Irreligious troubles
Remember the troubles in Ireland? They were religious wars is what we were told. The Catholics against the Protestants. Been going on for centuries. Indeed.
England has occupied Ireland for centuries, that much is true. And the English lackeys who settled the land for the British king and played landlord to the Irish were Protestant indeed. And the native Irish who have been fighting to regain their sovereignty are the religion of St Stephen who drove the pagan snakes from Ireland and converted everyone to Christianity before there was such a thing as Protestantism. The English were Catholic until Henry VIII was refused an annulment from the pope and so created his own Church of England. British subjects had to follow their king into Protestantism, and the enemy freedom fighters in Ireland would, of course, not.

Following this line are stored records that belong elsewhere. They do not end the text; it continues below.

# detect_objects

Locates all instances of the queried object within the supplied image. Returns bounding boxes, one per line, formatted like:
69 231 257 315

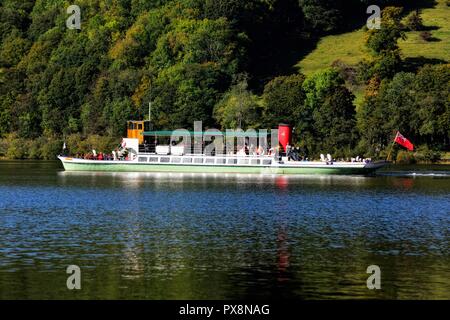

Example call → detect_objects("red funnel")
278 124 292 151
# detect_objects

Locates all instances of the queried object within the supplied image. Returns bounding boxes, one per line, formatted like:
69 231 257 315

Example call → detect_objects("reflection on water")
0 162 450 299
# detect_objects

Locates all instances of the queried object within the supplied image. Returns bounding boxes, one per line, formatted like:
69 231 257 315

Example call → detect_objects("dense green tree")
214 77 261 129
262 74 305 128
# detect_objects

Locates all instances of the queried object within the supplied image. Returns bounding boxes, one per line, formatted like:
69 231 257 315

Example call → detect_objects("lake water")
0 161 450 299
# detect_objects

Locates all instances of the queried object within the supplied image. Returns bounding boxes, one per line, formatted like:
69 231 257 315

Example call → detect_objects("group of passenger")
76 148 129 161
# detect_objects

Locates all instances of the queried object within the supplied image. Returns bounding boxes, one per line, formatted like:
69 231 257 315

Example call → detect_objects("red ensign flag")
394 131 414 151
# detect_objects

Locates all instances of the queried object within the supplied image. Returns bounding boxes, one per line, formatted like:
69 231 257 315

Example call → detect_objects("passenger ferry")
58 121 387 174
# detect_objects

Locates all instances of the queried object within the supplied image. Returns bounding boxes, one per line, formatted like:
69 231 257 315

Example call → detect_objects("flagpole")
386 130 398 161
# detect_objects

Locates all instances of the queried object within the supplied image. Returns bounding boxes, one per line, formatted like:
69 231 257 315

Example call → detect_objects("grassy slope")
296 0 450 74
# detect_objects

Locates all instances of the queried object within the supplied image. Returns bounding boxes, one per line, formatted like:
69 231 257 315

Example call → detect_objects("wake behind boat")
58 121 388 174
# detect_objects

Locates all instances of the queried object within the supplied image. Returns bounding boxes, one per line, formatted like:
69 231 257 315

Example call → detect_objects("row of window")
138 156 272 165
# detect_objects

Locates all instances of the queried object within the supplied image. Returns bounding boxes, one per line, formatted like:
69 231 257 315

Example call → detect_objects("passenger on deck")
256 145 265 156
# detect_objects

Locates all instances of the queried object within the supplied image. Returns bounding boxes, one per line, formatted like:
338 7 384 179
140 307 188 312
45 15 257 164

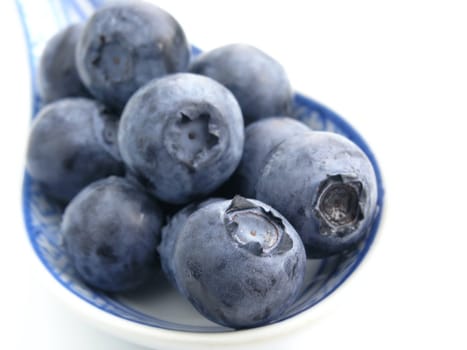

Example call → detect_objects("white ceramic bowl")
18 0 384 349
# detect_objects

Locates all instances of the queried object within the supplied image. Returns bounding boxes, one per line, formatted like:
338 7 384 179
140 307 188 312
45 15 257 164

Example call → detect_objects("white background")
0 0 467 350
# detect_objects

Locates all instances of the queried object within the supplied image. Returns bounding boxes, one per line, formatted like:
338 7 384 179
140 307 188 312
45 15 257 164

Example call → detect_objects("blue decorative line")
16 0 384 332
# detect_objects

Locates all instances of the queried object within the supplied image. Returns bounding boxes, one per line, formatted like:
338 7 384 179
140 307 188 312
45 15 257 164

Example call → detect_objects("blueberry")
38 24 90 103
118 73 244 204
173 196 306 328
189 44 293 124
256 131 377 258
233 117 311 197
61 177 162 292
76 2 190 110
26 98 124 203
157 198 223 286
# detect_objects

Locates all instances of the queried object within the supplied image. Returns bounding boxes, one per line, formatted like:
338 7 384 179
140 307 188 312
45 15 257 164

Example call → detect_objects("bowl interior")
19 0 384 332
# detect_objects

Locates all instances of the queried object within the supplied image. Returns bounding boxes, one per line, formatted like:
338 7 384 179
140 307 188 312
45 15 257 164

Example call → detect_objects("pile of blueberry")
27 2 377 328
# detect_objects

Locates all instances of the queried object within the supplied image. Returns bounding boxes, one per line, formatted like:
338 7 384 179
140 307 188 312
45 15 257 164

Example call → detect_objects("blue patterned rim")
17 0 384 332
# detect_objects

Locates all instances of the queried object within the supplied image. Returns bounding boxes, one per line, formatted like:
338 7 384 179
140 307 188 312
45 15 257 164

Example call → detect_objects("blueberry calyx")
91 35 134 83
224 196 293 256
164 106 226 170
314 175 365 237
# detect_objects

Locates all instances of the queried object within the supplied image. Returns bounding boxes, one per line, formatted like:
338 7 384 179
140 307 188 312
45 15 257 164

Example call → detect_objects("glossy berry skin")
26 98 124 203
173 196 306 328
189 44 293 124
38 24 90 103
233 117 311 197
256 131 377 258
118 73 244 204
157 198 224 287
76 2 190 111
61 177 163 292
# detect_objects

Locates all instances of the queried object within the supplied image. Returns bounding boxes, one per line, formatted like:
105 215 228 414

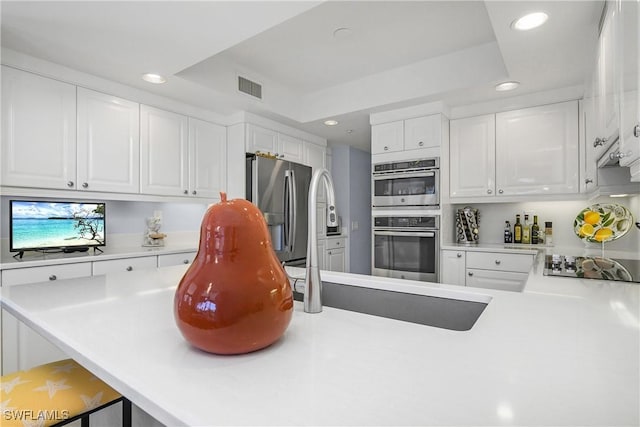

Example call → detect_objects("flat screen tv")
9 200 106 255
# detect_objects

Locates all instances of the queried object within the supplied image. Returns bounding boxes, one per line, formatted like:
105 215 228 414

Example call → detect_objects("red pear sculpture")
174 193 293 354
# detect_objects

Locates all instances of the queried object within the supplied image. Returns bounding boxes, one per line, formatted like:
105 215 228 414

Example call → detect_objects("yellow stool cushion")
0 359 121 427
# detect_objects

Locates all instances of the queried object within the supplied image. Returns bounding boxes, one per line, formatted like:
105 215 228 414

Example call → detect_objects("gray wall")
331 145 371 274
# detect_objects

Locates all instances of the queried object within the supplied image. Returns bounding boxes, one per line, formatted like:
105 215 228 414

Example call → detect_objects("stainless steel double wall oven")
372 157 440 282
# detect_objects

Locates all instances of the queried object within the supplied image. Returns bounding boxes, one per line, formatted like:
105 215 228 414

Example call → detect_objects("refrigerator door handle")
289 170 298 253
284 170 296 252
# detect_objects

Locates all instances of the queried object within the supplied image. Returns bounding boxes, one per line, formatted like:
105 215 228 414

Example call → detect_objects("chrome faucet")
304 169 338 313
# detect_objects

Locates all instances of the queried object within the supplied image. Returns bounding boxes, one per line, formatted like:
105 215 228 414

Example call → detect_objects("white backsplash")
450 195 640 253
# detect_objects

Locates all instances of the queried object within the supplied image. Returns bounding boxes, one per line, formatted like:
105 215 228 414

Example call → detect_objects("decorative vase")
174 193 293 354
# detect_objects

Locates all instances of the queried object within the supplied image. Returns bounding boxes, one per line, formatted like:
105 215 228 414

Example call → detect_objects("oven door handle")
373 170 436 180
373 230 436 237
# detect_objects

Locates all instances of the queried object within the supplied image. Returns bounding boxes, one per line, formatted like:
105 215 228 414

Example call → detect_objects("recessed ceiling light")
511 12 549 31
496 81 520 92
333 27 351 39
142 73 167 85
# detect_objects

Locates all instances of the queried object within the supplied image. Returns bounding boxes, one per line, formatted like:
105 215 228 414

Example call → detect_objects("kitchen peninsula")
1 255 640 426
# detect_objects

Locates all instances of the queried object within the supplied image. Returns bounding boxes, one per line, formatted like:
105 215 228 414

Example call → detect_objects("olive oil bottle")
513 215 522 243
531 215 540 245
522 214 531 244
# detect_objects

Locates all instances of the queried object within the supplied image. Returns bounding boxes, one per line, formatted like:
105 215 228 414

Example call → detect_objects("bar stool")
0 359 131 427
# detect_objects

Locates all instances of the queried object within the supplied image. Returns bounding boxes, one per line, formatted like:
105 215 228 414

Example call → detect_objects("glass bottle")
522 214 531 245
544 221 553 246
531 215 540 245
513 215 522 243
504 221 513 243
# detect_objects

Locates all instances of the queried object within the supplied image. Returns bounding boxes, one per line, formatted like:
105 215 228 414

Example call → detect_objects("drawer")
327 238 347 249
93 255 158 276
466 270 529 292
467 251 533 273
2 262 91 286
158 252 196 267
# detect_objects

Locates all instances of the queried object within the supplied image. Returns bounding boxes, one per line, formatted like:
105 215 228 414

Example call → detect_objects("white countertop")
0 244 197 270
0 256 640 426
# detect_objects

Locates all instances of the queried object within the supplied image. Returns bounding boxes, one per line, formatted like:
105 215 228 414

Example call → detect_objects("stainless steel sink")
294 282 488 331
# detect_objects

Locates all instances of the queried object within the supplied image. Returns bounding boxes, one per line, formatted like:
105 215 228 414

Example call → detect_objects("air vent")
238 76 262 99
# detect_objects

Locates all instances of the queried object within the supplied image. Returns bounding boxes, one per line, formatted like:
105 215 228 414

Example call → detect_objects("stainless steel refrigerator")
246 156 311 266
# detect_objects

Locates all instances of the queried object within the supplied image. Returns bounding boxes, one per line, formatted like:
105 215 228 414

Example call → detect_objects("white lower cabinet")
158 252 196 267
92 255 158 276
2 262 91 287
440 249 534 292
466 268 529 292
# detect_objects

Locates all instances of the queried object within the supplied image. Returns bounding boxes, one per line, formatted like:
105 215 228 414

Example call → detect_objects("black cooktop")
544 254 640 283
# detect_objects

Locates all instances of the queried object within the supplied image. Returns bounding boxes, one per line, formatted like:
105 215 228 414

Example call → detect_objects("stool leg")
122 397 131 427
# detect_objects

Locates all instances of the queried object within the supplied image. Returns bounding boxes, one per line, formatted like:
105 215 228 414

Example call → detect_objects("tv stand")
62 246 89 254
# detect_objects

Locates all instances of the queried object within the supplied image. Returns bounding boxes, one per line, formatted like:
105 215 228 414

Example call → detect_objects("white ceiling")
0 0 603 150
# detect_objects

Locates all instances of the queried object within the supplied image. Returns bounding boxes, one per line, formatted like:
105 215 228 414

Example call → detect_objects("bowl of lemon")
573 203 633 243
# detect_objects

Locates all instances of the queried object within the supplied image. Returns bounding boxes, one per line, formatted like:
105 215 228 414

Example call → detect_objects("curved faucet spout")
304 169 338 313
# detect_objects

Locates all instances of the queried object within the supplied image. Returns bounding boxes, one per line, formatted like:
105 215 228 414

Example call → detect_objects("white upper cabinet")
276 133 303 163
449 114 496 197
619 0 640 171
404 114 442 150
77 88 140 193
496 101 579 196
593 2 620 147
246 123 304 163
371 120 404 154
371 114 442 156
246 124 278 154
1 66 76 189
189 118 227 198
140 105 189 196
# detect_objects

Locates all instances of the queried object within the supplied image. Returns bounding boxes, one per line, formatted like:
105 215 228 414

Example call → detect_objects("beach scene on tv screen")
11 200 105 250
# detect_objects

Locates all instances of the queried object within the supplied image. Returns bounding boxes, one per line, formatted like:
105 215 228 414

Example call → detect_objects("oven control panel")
373 216 438 228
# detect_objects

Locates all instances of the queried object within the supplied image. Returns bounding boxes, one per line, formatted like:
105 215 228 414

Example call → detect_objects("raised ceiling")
1 1 603 150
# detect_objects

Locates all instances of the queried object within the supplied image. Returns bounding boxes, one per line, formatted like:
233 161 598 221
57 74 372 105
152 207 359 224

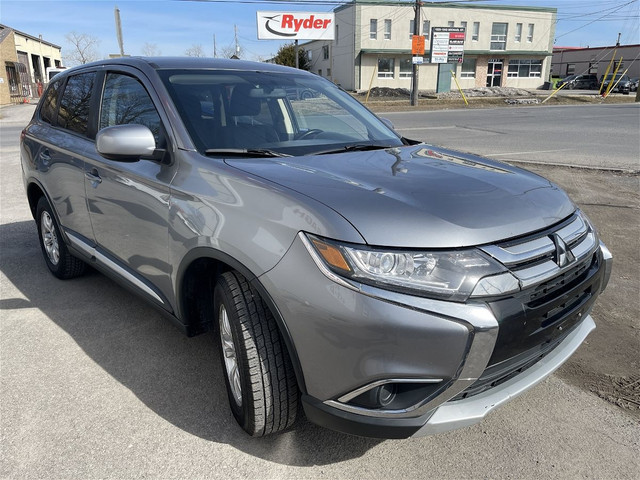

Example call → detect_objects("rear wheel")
36 197 87 280
214 272 298 437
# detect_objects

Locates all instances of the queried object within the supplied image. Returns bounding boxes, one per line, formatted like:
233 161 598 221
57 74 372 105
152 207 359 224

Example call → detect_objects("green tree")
273 43 311 70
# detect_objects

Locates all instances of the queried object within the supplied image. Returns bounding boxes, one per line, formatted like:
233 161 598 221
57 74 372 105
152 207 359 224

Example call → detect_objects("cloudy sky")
0 0 640 64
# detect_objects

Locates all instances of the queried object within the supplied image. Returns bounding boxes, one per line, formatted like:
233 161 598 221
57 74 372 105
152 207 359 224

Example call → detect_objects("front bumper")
302 315 596 438
260 234 611 438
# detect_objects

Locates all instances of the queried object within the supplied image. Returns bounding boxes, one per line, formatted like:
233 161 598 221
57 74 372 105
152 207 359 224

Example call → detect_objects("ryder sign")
257 12 335 40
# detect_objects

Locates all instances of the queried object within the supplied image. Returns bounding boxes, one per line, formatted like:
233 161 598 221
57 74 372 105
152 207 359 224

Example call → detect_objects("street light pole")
411 0 422 107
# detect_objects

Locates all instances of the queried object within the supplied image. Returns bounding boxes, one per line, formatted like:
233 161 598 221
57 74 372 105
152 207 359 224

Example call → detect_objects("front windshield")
158 69 403 156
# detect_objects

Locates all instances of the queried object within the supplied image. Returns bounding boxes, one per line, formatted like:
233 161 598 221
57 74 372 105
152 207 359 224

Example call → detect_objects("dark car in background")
600 73 631 95
556 74 598 90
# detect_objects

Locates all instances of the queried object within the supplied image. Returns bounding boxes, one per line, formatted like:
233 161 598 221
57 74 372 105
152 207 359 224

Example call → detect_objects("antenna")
233 25 240 57
114 7 124 57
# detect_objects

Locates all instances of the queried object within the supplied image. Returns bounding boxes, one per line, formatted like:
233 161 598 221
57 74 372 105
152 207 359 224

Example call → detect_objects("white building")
302 0 556 90
551 44 640 78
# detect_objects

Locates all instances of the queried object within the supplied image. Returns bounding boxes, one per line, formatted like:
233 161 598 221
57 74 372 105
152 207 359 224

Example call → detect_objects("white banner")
257 12 335 40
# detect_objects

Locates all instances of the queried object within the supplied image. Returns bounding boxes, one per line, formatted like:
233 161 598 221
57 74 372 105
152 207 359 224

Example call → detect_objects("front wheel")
214 272 298 437
36 197 87 280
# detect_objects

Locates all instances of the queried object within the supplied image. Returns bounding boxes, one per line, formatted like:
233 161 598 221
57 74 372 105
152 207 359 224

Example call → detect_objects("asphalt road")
380 103 640 171
0 103 640 479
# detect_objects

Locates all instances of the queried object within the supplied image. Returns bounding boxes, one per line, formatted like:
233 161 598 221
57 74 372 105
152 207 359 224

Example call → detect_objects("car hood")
226 145 575 248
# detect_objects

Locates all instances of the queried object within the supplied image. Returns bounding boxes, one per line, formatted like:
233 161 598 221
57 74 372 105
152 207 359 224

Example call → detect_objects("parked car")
556 74 598 90
21 57 612 438
600 73 631 95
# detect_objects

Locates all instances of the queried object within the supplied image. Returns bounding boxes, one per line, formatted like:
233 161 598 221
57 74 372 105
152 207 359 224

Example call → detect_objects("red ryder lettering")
282 15 331 32
256 12 336 40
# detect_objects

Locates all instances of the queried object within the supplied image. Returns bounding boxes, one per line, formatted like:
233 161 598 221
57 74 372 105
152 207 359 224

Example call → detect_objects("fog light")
374 383 396 407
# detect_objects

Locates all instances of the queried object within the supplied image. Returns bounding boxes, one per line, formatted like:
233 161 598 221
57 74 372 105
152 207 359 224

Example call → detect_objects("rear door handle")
40 148 51 167
84 168 102 188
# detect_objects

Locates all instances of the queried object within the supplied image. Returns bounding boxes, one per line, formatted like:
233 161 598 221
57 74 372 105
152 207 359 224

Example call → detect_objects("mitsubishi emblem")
551 233 576 268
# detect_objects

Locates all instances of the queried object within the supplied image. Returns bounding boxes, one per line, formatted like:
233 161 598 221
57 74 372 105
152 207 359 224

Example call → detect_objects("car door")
85 67 175 310
26 71 96 243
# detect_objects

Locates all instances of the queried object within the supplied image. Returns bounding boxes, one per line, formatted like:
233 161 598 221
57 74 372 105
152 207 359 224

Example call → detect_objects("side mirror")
380 118 395 130
96 124 156 162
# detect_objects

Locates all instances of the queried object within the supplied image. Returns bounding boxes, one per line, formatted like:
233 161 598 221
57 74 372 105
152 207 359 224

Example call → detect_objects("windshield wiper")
309 144 394 155
204 148 291 158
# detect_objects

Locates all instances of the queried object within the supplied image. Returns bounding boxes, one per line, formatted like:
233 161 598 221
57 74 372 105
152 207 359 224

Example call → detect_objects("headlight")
305 235 518 302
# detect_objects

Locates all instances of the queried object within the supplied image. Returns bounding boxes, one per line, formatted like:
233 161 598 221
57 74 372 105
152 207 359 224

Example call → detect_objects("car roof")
60 57 312 75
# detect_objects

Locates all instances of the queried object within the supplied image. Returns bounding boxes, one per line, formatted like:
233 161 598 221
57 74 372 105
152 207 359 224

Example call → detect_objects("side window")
99 73 161 146
40 82 61 123
58 72 96 135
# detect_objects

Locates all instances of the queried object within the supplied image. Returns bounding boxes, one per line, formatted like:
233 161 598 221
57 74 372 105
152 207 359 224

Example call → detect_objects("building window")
378 58 394 78
460 57 476 78
507 59 542 78
471 22 480 42
384 19 391 40
514 23 522 42
490 22 508 50
422 20 431 42
400 58 413 78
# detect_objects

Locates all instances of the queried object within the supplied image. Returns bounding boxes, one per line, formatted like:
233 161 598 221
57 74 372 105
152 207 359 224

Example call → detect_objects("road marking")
396 125 456 132
491 148 575 157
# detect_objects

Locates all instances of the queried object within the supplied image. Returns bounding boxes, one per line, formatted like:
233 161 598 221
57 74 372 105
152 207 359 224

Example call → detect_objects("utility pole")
411 0 422 107
114 7 124 57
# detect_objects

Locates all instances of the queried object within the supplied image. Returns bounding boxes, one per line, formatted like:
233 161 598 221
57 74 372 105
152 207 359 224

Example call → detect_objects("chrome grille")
481 212 598 289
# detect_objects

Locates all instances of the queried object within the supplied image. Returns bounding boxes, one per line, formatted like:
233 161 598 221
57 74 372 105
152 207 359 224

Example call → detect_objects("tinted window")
100 73 160 144
58 72 96 135
40 82 61 123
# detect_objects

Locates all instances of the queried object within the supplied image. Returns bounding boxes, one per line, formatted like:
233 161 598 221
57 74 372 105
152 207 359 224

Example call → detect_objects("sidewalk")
0 103 36 127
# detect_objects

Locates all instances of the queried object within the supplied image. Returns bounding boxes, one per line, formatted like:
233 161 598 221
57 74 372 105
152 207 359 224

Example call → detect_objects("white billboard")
257 12 335 40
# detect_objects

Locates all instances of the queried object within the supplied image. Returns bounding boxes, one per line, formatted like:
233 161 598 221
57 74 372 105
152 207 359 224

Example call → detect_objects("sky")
0 0 640 64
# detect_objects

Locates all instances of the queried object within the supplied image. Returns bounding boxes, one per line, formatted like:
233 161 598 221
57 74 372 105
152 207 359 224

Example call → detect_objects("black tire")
214 272 298 437
36 197 87 280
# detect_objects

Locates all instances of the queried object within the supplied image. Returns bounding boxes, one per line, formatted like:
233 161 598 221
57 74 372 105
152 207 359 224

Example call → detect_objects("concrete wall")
0 32 18 105
552 45 640 78
15 32 62 84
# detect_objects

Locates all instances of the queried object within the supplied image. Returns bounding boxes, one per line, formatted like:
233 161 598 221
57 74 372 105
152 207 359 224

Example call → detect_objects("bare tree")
64 32 100 67
218 44 244 58
142 42 162 57
184 44 205 57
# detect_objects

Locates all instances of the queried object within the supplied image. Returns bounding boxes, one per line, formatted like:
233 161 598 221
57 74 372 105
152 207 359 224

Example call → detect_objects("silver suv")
21 58 611 438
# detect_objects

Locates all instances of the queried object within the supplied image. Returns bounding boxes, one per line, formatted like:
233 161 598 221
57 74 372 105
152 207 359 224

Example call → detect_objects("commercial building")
0 24 62 105
551 44 640 78
303 0 556 91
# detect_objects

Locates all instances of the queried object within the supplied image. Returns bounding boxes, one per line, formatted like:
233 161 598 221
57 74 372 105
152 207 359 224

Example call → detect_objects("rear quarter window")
58 72 96 136
40 82 62 124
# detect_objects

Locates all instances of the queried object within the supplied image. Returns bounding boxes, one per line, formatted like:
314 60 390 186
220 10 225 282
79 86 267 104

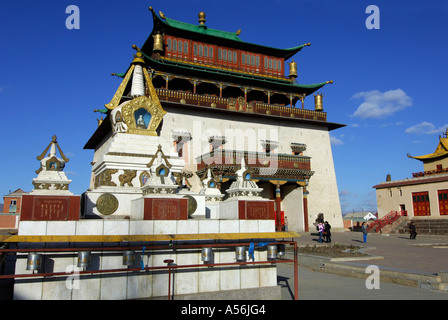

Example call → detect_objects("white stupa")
30 136 73 195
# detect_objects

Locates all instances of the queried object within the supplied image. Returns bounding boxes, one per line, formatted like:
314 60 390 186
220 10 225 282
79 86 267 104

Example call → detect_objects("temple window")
173 40 177 51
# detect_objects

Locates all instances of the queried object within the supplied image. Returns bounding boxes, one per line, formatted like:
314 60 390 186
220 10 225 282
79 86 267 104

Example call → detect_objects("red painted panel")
143 198 188 220
238 200 275 220
20 195 81 221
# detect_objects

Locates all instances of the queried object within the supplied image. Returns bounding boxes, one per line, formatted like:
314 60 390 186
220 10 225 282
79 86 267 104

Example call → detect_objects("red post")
275 183 282 231
294 241 299 300
163 259 174 300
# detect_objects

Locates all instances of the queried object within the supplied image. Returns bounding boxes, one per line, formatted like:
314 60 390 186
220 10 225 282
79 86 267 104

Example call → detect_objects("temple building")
85 7 343 231
2 7 343 300
373 130 448 220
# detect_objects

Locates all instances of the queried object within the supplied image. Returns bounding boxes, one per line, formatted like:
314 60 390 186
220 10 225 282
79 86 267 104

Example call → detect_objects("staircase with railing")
367 210 407 232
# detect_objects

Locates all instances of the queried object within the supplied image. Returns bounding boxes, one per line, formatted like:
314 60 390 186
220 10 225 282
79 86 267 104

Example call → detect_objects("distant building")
373 130 448 219
343 211 377 229
0 188 27 229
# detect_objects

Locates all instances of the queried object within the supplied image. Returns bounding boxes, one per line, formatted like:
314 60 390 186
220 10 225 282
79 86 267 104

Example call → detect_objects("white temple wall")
161 107 343 232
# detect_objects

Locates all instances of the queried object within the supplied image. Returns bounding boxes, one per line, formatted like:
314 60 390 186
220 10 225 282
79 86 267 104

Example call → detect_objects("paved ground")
277 232 448 300
277 263 448 300
297 232 448 274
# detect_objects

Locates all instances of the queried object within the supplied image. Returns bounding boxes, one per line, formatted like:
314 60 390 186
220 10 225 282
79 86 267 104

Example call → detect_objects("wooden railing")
156 88 327 121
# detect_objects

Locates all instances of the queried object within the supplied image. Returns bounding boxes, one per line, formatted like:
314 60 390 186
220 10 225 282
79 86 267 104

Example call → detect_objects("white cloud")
330 135 344 146
405 121 448 134
352 89 412 118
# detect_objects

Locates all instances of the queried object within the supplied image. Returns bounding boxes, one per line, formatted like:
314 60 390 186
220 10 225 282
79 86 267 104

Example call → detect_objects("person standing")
361 222 367 243
409 221 417 239
324 221 331 243
317 221 325 243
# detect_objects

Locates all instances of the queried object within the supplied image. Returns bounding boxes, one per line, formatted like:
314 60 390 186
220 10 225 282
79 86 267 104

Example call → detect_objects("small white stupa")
199 168 224 202
30 135 73 195
142 145 179 196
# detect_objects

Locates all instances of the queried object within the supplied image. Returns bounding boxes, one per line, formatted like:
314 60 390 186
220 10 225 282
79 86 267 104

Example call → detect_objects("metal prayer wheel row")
201 244 285 263
26 250 135 271
26 244 285 272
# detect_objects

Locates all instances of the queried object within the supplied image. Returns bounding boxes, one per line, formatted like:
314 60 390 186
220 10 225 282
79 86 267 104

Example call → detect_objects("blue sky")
0 0 448 212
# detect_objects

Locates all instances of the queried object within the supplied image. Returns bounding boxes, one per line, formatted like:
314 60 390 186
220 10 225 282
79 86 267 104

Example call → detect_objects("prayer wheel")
78 251 91 268
235 246 246 262
201 247 213 263
268 244 277 260
26 253 42 271
123 250 135 267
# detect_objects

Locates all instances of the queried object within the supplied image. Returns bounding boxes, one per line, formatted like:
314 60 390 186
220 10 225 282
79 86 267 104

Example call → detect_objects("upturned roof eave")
142 10 310 60
145 55 329 95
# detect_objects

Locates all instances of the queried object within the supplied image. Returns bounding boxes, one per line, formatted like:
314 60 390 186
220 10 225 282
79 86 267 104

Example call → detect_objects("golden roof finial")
198 11 205 25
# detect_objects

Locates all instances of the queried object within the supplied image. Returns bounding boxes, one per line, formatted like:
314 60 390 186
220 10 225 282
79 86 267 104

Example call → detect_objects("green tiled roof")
165 18 242 42
142 8 309 60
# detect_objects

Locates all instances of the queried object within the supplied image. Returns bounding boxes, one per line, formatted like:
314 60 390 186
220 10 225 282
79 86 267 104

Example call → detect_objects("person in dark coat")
324 221 331 243
409 222 417 239
361 222 368 243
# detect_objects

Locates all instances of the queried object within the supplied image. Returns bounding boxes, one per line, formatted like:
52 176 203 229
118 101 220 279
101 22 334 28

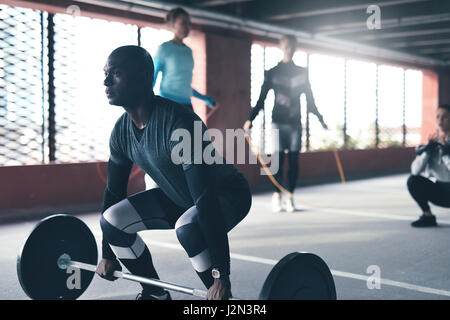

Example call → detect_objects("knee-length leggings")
100 179 251 291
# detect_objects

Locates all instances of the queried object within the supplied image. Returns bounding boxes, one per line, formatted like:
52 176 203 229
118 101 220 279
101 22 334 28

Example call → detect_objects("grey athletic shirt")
108 96 242 274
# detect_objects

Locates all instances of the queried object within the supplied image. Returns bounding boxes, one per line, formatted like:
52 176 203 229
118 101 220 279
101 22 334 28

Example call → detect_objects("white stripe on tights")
189 249 212 272
103 199 147 233
110 235 145 259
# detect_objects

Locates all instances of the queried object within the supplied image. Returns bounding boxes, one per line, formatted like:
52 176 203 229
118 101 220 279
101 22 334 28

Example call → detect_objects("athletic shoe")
411 214 437 228
136 291 172 300
272 193 281 212
284 197 295 212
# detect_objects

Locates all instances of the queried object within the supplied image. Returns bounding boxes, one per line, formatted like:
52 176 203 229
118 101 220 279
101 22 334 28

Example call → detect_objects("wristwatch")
211 268 220 279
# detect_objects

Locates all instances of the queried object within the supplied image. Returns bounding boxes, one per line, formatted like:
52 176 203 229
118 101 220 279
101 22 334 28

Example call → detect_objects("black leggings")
407 175 450 212
274 151 299 193
100 179 251 292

And so the battle between the Irish and their English occupiers waged on, cleverly repackaged by the empire, the British Empire and ours, as religious troubles. Who sympathizes with an opponent’s foreign religion? The plight the dispossessed is another matter.
Likewise in Palestine. Are we to believe that Muslims are fighting Jews over the fate of their religious differences in Palestine? Oh, it’s been going on for thousands of years. Really?
Israel’s pretext for entitlement to the Holy Land dates back two thousand years, that’s true enough, when Jews last ruled Judea. There probably can be no end to land disputes when you argue claims that far back. Courts decided long ago to simplify disputes with statutes of limitation. In war however, every conqueror likes to assert they are reclaiming what lands were theirs by predestiny.
Palestinians are fighting the Israelis for their homeland. Israel occupies Palestine and keeps building settlements unto more of it, displacing and killing the original occupants. Israel’s motives might be religious, but the conflict is not. The fighting is occupation versus resistance, er, insurrection. The internecine strife amongst Palestinians and amongst Lebanese are no more sectarian than it is about who is collaborating with the occupiers.
Sectarian differences in Iraq, as throughout the Middle East, have similarly less to do with religion than the struggle against colonial occupiers. Right now we are demonizing the Shia, the fundamentalist hard ballers out of Iran, who threaten the Sunnis. They do, but hardly for religious reasons. The Sunni are and have been our agents, the administrative class for the West’s domination of the Middle East. When you hear Egypt opine, that’s us. Saudi Ariabia, that’s us. All the feudal sheiks, sultans and monarchs? Ours. In our pocket and we in theirs. They don’t like the Shias because they’re as irreligious as alpha males in a harem. Once more the occupiers have their religious or counter-religious pretext. The oppressed are fighting for their land and their freedom.